In the final project, we study scalability challenge of a contemporary deep learning framework. Deep Learning Neural Networks (DNNs), have become increasingly popular in industry and academia for their powerful capability in pattern classification, image processing, and speech recognition. Recently, they have been widely adopted in the HPC environment for solving complex problems related to modeling, runtime prediction, and big data analysis. Current state-of-the-art designs for DNN on modern multi- and many-core CPU architectures, such as variants of Caffe, have reported promising performance in speedup and scalability, comparable with the GPU implementations. However, modern CPU architectures employ Non-Uniform Memory Access(NUMA) technique to integrate multiple sockets, which incurs unique challenges for designing highly efficient CNN frameworks. Without careful design, DNN frameworks can easily suffer from long memory latency due to a large number of memory accesses to remote NUMA domains, resulting in poor scalability. To address this challenge, we propose NUMA-aware multi-solver based CNN design, named NUMA-Caffe, for accelerating deep learning neural networks on multi- and many-core CPU architectures. NUMA-Caffe is independent of DNN network topology, does not impact network convergence rates, and provides superior scalability to the existing Caffe variants. Through a thorough empirical study on four contemporary NUMA-based multi- and many-core architectures, our experimental results demonstrate that NUMA-Caffe significantly outperforms the state-of-the-art Caffe designs regarding both throughput and scalability.

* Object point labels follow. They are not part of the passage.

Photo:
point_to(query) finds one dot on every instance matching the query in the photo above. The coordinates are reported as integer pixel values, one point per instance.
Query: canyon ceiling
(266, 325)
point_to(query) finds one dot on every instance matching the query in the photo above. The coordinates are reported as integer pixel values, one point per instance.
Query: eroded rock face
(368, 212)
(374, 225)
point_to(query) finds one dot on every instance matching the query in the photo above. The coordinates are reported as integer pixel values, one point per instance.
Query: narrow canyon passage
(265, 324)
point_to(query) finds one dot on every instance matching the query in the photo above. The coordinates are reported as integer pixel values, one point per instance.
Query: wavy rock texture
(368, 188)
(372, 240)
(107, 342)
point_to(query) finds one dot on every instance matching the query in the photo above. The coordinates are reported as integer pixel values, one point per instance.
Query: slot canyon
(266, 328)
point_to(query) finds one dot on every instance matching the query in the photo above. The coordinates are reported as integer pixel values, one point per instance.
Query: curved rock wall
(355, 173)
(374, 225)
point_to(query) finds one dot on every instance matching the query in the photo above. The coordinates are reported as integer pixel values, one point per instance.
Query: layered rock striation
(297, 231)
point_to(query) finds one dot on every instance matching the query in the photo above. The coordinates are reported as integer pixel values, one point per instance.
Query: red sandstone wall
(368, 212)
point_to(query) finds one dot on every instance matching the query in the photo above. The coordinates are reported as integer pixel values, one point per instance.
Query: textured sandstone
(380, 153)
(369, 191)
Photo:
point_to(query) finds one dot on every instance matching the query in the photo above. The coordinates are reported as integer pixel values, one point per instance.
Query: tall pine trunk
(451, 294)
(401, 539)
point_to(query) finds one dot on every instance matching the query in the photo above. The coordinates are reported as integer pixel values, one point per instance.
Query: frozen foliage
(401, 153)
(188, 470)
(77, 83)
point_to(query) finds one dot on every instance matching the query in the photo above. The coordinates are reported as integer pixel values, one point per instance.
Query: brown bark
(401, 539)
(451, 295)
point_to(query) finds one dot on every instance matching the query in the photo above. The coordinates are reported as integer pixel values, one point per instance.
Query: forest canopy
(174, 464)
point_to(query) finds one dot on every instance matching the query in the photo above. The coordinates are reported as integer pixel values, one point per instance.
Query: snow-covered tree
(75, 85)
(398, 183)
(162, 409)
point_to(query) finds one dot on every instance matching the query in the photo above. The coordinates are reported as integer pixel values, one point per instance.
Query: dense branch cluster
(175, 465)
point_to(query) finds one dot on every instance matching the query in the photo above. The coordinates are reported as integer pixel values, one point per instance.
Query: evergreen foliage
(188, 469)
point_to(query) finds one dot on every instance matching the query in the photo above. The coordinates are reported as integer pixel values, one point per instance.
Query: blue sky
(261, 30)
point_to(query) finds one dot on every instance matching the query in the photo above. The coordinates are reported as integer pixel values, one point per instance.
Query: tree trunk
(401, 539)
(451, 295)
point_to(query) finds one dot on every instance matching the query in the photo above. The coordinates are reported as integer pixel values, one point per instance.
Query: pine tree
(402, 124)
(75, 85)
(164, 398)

Probir Roy is a Ph.D. candidate in the Department of Computer Science at William & Mary. He is advised by Professor Xu Liu. He received his B.S. in Computer Science and Engineering from Bangladesh University of Engineering and Technology in 2009. His research interests include program analysis, high-performance computing, and operating system. Common threads of his research are to develop tools and techniques to improve software performance and developer productivity.